Pengiriman ini merupakan bagian dari rangkaian aksi kemanusiaan di Aceh, Sumut, dan Sumbar yang digagas bersama Pemkab Bogor sejak 30 November 2025.

Ketua GAN, Andi Ahmadi, mengatakan tim gelombang ketiga diperkuat dua dokter, lima perawat, dan sejumlah relawan dari Metropolitan.“Insyaallah penanggung jawab Gerakan Anak Negeri juga akan ikut berangkat,” katanya.

Adapun nama-nama relawan yang berangkat antara lain, Hazairin Sitepu (CEO Metropolitan dan Penanggung Jawab GAN), Panca Aji Riyanto, dr. Yuniar Tri Kusuma Lubis, dr. Silvi Pahlevy, Helmi Riyaldi, Ade Muttaqin, Topan Aditya Hendra, dan Eko Wahyudi.

Menurut Andi, para relawan telah dipersiapkan untuk menghadapi berbagai situasi di lapangan.
“Kami berharap kehadiran mereka dapat mempercepat pemulihan masyarakat di wilayah bencana,” tegasnya.

Terpisah, bantuan dari Kota Bekasi berupa kebutuhan pokok hingga obat-obatan telah disalurkan akhir pekan kemarin, berikut Tenaga Kesehatan (Nakes) telah diberangkatkan untuk membantu penanganan pasca bencana.

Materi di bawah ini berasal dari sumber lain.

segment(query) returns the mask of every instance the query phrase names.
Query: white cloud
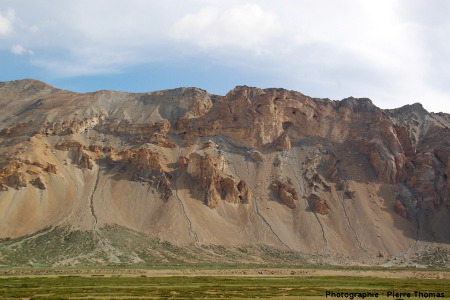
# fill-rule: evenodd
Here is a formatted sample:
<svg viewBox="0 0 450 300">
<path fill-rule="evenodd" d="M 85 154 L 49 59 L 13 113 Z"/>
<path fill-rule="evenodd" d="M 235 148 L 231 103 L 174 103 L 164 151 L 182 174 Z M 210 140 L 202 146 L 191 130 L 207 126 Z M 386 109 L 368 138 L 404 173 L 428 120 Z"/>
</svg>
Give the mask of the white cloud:
<svg viewBox="0 0 450 300">
<path fill-rule="evenodd" d="M 16 44 L 13 45 L 11 47 L 11 53 L 15 54 L 15 55 L 22 55 L 22 54 L 29 54 L 29 55 L 34 55 L 34 51 L 31 49 L 26 49 L 24 46 L 20 45 L 20 44 Z"/>
<path fill-rule="evenodd" d="M 9 8 L 6 13 L 0 11 L 0 36 L 8 35 L 13 31 L 14 10 Z"/>
<path fill-rule="evenodd" d="M 27 50 L 22 45 L 17 44 L 11 47 L 11 52 L 16 55 L 22 55 L 27 52 Z"/>
<path fill-rule="evenodd" d="M 258 47 L 280 34 L 277 16 L 257 4 L 240 4 L 221 10 L 210 6 L 177 21 L 172 29 L 175 38 L 202 48 L 233 46 Z"/>
</svg>

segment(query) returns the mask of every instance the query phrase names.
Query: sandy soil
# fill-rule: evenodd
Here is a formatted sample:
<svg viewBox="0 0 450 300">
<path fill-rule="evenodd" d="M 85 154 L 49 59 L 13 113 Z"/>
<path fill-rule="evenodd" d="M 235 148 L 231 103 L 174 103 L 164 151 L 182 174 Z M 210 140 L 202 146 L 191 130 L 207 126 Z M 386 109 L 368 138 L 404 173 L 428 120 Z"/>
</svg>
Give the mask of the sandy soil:
<svg viewBox="0 0 450 300">
<path fill-rule="evenodd" d="M 358 276 L 381 278 L 434 278 L 450 279 L 450 271 L 421 271 L 421 270 L 327 270 L 327 269 L 221 269 L 221 270 L 144 270 L 144 269 L 22 269 L 0 270 L 0 276 L 29 276 L 29 275 L 117 275 L 122 276 Z"/>
</svg>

Total bantuan yang telah disalurkan akhir pekan kemarin mencapai lebih dari Rp500 juta. “300 yang saya bawa, kemudian 200 yang kemudian ke Aceh, dan ada tambahan sekitar Rp80 juta yang kita belanjakan langsung. Seluruhnya sudah terdistribusi,” ungkap Wali Kota Bekasi, Tri Adhianto, Senin (8/12).

Dana bantuan yang berhasil digalang oleh Pemkot Bekasi sampai dengan kemarin diperkirakan mencapai hampir Rp1 miliar. Saat ini, masih ada sisa Rp300 juta di rekening khusus untuk menggalang donasi yang bersumber dari ASN, pelaku usaha, hingga warga Kota Bekasi.

Donasi untuk korban bencana Sumatera masih dibuka sampai dengan 31 Desember 2025, dana yang terkumpul akan kembali disalurkan untuk membantu pemulihan pasca bencana. “Tentu kita berharap mungkin ada sesuatu terkait dengan infrastruktur yang tentu sangat berat yang mereka hadapi. Terkait dengan fasilitas umum terutama,” ungkapnya.

Keputusan pemerintah menolak bantuan internasional menuai tanda tanya di tengah meluasnya kritik publik. Secara historis, bantuan asing bukan hal tabu apalagi pada bencana besar seperti tsunami 2004, di mana dukungan internasional sangat berpengaruh pada percepatan pemulihan Aceh.

Saat ini, dengan ribuan pengungsi belum mendapatkan pasokan logistik yang stabil, ratusan desa masih terisolasi, listrik belum pulih sepenuhnya, serta akses yang belum terbuka, banyak pihak mempertanyakan apakah penolakan bantuan asing merupakan langkah yang tepat.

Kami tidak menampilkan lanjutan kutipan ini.